Con un movimiento de sus manos y gesto despreocupado, el señor Arnaud desestimó sus advertencias.
-Permítame- me tomó de su mano, y me ayudó a entrar al carruaje. Su tacto era cálido, y aún más, la ternura en sus ojos claros, que se abrían como puertas que siempre habían esperado mi llegada.
Fui gentil en su trato, mucho más de lo que yo había conocido antes: con gracia me ayudó a entrar, y pude adivinar en sus ojos que la fascinación que yo sentía por él era correspondida ¿Quién era este hombre cuya expresión era un espejo de mi propio y súbito amor por la vida? Porque en cuanto lo amé, amé la existencia misma.
Antes de que el chofer pudiera cerrar la puerta, el vendedor a quien le había robado metió la cabeza y me jaló el vestido.
-¡Sucia ladrona!- dijo con los ojos saltados del enojo- ¡Devuélveme mi joya!
El señor Arnaud lo tomó por las muñecas y lo separó de mí. El gesto del vendedor pasó de la rabia al miedo.
-Señor, señor, no lo entiende- dijo, con los brazos inmóviles por su fuerza-. Ella me robó.
El señor Arnaud lo empujó fuera del carruaje, al suelo húmedo y el festival de olores a fruta podrida del mercado.
-No olvide que es una dama- respondió con los ojos cargados de ira, y luego se dirigió al chofer del carruaje-. Señor Collins, pague a este hombre una compensación, y sigamos con el trayecto.
-Por supuesto- respondió el señor Collins.
El chofer cerró el carruaje, y tras un breve intercambio con el vendedor, subió a su puesto y prosiguió el viaje.
Había un encanto obvio en su persona que empeoraba mi entumecimiento mental y me impedía hilvanar las palabras como la mentirosa profesional que yo era: su belleza.
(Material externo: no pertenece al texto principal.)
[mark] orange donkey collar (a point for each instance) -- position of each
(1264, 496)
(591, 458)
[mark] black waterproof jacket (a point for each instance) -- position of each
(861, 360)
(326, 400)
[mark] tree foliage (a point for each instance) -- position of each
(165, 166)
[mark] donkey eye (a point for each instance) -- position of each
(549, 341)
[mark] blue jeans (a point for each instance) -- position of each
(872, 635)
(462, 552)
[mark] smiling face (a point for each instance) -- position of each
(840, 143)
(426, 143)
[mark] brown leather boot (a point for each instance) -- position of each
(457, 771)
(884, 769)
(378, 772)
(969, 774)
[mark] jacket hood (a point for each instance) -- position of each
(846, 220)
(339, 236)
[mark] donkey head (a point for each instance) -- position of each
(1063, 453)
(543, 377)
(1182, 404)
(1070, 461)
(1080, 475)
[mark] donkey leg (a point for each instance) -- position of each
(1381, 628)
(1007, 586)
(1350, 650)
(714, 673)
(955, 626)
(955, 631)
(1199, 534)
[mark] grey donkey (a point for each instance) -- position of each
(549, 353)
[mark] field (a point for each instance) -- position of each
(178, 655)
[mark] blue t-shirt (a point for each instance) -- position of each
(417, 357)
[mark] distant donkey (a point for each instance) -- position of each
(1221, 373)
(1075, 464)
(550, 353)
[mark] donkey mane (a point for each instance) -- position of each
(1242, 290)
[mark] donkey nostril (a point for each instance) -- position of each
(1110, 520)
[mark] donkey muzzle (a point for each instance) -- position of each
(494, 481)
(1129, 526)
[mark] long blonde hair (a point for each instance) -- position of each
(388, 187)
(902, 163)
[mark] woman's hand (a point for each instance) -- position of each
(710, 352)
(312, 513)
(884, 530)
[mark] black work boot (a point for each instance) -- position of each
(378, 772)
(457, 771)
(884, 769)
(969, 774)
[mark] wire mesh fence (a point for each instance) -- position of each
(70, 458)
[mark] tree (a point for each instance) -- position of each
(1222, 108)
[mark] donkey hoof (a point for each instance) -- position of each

Cabello dorado, nariz recta, ojos claros, pómulos altos y hombros musculosos que sobresalían bajo sus finas ropas. Me preguntaba si él vería con la misma admiración.
Tras unos segundos de trayecto, comprendí que él también enfrentaba una confusión que le impedía concentrarse claramente, y aunque le resultaba más fácil disimularlo, no escapaba a mi atención las miradas que me dirigía mientras el carruaje proseguía.
El trayecto estuvo lleno de saltos, y así también mi pensamiento, que iba de lado a lado por encima de las paredes de un laberinto, aterrizando en puestos tan opuestos que dudaba que pertenecieran a la misma mente.